LYTHAM ST. ANNES, England – Charley Hull would like nothing better than to make her major championship breakthrough at Royal Lytham & St. Annes this week.
She’s back home in England for the Ricoh Women’s British Open, ready to show she’s maturing on and off the course, that she is driven to take her game to another level.
“I feel like my game is coming into shape, how I want it to be,” Hull said. “I practiced quite hard over the winter, and I've been practicing hard this year as well. I just feel really confident in my game.”
Laura Davies would relish seeing Hull succeed her as a dominant Englishwoman in the game. Davies has been waiting for Hull to take off since Hull broke through to win her first LPGA title at the CME Group Tour Championship at the end of 2016.
“She’s definitely got the game for it,” Davies said. “When she won the Tour Championship, I thought that's it: Charley is going to go mad next year.
“I thought last year would have been a really good year for her. She's solid. She's always out there. She doesn't miss many cuts.”
Hull didn’t take flight the way Davies expected last year, but she looks poised for something big this year. She’s the only player with top-10 finishes in all three majors this season. She tied for sixth at the ANA Inspiration, also tied for sixth at the KPMG Women’s PGA Championship and tied for 10th at the U.S. Women’s Open.
Still just 22, Hull is the third highest ranked European in the world (No. 27).
“Obviously, I want to win a major,” Hull said. “My head is pretty focused at the moment. I've got good people around me that are making me concentrate, and I think that’s good.”
While Hull is colorfully fun loving, quirky in an endearing way, her focus can be an issue. The talent’s there, but there have been questions about whether she is driven enough to challenge for the world’s most important titles and awards.
Hull is looking to prove she is with her commitment this season. She feels as if she’s coming into her own.
“Yeah, maturing,” she said. “I just feel like I'm more patient on the golf course. I just take a bit more time reading my putts, and just concentrating. I just feel really focused.”
Davies roots for Hull.
“What's it going to take to get her to that next level of consistently winning, like Ariya Jutanugarn?” Davies said. “I think Charley has got that sort of game, where she could do that. Now, she needs to find that magic ingredient. I don't know what it is, but obviously she's working very hard.”
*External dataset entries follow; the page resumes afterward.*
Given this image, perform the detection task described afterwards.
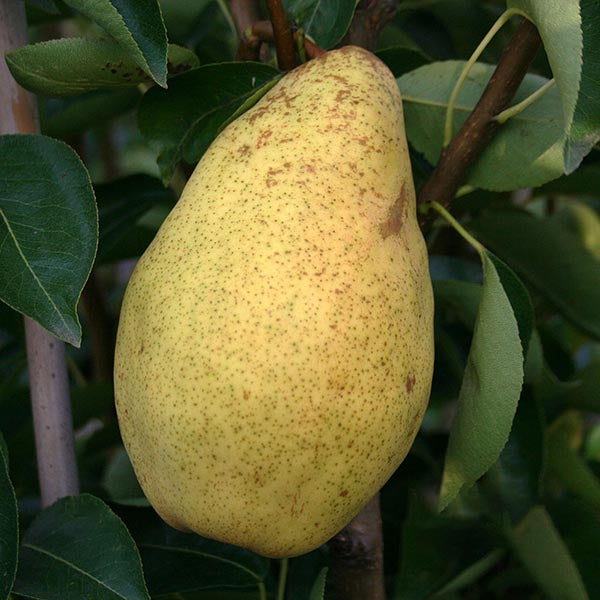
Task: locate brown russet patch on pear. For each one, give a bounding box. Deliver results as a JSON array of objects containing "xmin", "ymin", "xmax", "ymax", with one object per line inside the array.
[
  {"xmin": 256, "ymin": 129, "xmax": 273, "ymax": 148},
  {"xmin": 405, "ymin": 374, "xmax": 416, "ymax": 394},
  {"xmin": 379, "ymin": 183, "xmax": 410, "ymax": 239}
]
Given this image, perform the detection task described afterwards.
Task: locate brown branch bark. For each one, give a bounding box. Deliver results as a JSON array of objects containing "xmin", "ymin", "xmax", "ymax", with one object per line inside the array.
[
  {"xmin": 330, "ymin": 494, "xmax": 385, "ymax": 600},
  {"xmin": 265, "ymin": 0, "xmax": 295, "ymax": 71},
  {"xmin": 418, "ymin": 18, "xmax": 542, "ymax": 225},
  {"xmin": 341, "ymin": 0, "xmax": 399, "ymax": 51},
  {"xmin": 1, "ymin": 0, "xmax": 80, "ymax": 506}
]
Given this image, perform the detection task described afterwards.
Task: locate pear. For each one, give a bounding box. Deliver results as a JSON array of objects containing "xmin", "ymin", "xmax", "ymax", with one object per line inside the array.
[{"xmin": 114, "ymin": 45, "xmax": 434, "ymax": 558}]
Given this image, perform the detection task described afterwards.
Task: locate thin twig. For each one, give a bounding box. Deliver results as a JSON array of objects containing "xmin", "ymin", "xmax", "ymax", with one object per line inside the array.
[
  {"xmin": 265, "ymin": 0, "xmax": 295, "ymax": 70},
  {"xmin": 330, "ymin": 494, "xmax": 385, "ymax": 600},
  {"xmin": 0, "ymin": 0, "xmax": 80, "ymax": 506},
  {"xmin": 418, "ymin": 18, "xmax": 542, "ymax": 226}
]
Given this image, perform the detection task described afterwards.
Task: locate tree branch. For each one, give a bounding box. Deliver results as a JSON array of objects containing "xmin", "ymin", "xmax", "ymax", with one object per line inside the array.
[
  {"xmin": 0, "ymin": 0, "xmax": 80, "ymax": 506},
  {"xmin": 341, "ymin": 0, "xmax": 399, "ymax": 51},
  {"xmin": 265, "ymin": 0, "xmax": 296, "ymax": 71},
  {"xmin": 418, "ymin": 18, "xmax": 542, "ymax": 224},
  {"xmin": 330, "ymin": 494, "xmax": 385, "ymax": 600}
]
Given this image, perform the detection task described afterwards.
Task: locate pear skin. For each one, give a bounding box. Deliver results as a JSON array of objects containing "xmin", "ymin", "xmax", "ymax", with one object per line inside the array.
[{"xmin": 114, "ymin": 46, "xmax": 434, "ymax": 558}]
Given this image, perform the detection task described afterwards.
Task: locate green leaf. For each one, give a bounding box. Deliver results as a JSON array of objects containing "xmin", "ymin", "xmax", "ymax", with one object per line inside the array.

The proper focus, Hull believes, may be that magic ingredient.
“Kind of a mental thing,” Hull said. “I think coming top 10 in the majors so far this year gives you a bit of an insight. Now, I just need to finish.
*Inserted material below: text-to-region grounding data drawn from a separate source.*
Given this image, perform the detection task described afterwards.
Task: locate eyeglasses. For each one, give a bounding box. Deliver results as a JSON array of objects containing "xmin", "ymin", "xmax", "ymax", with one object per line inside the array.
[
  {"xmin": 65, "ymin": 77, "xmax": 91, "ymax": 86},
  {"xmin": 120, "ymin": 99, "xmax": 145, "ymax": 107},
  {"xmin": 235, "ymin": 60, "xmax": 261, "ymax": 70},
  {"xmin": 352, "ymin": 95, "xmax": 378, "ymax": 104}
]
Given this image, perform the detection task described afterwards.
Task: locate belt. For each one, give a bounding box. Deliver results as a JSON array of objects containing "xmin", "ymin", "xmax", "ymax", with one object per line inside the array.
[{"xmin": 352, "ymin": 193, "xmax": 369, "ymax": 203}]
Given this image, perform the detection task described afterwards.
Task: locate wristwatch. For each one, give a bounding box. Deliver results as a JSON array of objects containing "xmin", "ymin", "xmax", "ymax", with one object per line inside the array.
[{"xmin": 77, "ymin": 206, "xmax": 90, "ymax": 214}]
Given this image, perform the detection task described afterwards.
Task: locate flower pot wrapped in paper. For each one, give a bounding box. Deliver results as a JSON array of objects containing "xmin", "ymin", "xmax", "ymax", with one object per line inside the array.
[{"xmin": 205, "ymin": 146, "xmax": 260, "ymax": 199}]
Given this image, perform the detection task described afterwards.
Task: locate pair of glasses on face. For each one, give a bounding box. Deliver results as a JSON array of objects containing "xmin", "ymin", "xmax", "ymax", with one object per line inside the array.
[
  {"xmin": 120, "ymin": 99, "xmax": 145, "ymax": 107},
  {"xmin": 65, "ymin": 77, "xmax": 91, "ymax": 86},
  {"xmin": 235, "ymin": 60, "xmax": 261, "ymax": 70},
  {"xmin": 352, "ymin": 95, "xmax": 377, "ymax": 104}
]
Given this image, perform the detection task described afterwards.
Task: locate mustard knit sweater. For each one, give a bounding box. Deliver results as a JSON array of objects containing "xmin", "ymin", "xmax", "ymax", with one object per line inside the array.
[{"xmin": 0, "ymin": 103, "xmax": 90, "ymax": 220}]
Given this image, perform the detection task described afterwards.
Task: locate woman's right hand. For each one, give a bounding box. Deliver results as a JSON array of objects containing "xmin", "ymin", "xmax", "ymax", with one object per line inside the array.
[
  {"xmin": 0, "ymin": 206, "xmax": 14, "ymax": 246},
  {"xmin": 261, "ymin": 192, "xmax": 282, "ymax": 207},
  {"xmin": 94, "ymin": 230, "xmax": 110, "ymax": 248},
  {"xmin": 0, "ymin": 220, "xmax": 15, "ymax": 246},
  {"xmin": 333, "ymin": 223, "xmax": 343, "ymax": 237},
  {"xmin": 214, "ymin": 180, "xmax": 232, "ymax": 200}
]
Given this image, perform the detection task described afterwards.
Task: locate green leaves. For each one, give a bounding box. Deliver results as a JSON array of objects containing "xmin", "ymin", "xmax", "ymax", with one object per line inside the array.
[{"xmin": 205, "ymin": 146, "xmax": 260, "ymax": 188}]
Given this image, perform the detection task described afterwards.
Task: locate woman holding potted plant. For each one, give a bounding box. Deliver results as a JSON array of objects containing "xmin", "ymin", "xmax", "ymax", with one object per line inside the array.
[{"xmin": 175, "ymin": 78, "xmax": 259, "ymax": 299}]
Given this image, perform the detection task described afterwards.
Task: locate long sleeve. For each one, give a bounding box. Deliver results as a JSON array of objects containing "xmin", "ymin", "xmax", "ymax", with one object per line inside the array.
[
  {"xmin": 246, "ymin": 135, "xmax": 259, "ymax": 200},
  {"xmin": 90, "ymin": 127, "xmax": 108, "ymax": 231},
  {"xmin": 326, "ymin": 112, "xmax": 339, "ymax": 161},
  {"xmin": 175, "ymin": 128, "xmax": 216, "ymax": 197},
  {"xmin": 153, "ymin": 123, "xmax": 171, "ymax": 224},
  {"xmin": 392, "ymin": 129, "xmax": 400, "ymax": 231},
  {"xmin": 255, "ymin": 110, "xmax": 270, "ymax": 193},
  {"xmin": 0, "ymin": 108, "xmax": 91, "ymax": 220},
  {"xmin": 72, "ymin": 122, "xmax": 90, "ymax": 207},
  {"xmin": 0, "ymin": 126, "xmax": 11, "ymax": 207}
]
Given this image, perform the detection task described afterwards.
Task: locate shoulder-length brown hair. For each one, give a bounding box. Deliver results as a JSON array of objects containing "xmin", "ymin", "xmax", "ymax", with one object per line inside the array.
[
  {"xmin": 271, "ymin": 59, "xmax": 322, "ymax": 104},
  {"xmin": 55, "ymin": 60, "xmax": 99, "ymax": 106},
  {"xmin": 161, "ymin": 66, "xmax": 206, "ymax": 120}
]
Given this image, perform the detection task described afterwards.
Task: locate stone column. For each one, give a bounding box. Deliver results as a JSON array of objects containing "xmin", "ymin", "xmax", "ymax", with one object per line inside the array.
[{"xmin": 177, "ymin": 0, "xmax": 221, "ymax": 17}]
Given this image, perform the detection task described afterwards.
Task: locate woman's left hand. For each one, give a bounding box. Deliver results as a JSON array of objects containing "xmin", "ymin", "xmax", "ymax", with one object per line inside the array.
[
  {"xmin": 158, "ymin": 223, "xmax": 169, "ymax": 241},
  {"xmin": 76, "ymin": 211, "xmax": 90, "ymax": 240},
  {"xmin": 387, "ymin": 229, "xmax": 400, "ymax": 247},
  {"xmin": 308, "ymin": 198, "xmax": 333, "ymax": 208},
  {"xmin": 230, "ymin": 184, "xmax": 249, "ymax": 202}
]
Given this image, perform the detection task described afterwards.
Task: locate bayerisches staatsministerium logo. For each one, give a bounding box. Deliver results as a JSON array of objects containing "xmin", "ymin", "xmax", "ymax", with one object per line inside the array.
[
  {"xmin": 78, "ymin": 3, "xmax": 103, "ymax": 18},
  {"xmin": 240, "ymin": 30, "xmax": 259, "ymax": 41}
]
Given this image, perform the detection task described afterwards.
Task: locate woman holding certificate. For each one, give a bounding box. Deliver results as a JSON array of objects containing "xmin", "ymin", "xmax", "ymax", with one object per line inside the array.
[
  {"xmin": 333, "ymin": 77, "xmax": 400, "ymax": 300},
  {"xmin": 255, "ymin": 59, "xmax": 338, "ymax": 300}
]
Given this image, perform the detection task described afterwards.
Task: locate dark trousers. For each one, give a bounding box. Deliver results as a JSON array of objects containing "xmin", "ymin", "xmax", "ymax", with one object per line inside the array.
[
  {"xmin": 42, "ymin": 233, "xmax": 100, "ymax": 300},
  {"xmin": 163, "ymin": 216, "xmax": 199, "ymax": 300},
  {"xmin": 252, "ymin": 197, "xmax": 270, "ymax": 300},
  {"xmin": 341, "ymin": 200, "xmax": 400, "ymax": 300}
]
“If you look back to the Women’s PGA Championship, I was really pushing it back, and really going for it. I was within one or two of the lead with a few holes to go, and I made two stupid breakers coming in. ... I just need to think, in my head, every little shot counts.”
Hull is a power player, the 18th longest player on tour in average driving distance this season. She always hits a lot of greens in regulation. She’s fifth in GIRs this year. Her putting, what has most held her back, is improving; she’s fifth in putts per GIR.
Two years ago, Hull found herself in the spotlight with the Women’s British Open at Woburn Golf and Country Club, her home course. She was surprised how much pressure she felt and ended up tying for 17th. She believes dealing with that will help her this week.
“I just remember the first tee shot,” Hull said. “I'm never nervous, but my legs were shaking and everything, because you've got everyone there that you know, and everyone thinks because you play that golf course you're going to know it and you should do well.
“It taught me how to deal with pressure in different ways, like expectations from people and stuff.”
Hull was only 9 when she qualified to play in the Women’s British Open pro-am at Royal Lytham & St. Annes. She played with Morgan Pressel. Hull mentioned to media at the Ladies Scottish Open last week that she has relearned to enjoy links golf.
“I've always struggled on links golf ever since I was a kid,” she said in Scotland. “To be honest, when I was a kid, I never enjoyed it, but as I've played on the LPGA, I’ve come back and I’ve missed it. I wish we could play more, because it's fun. I think I've grown up and I've got more shots now.”
Hull will be looking to rally all her new strengths in trying to make a major breakthrough this week.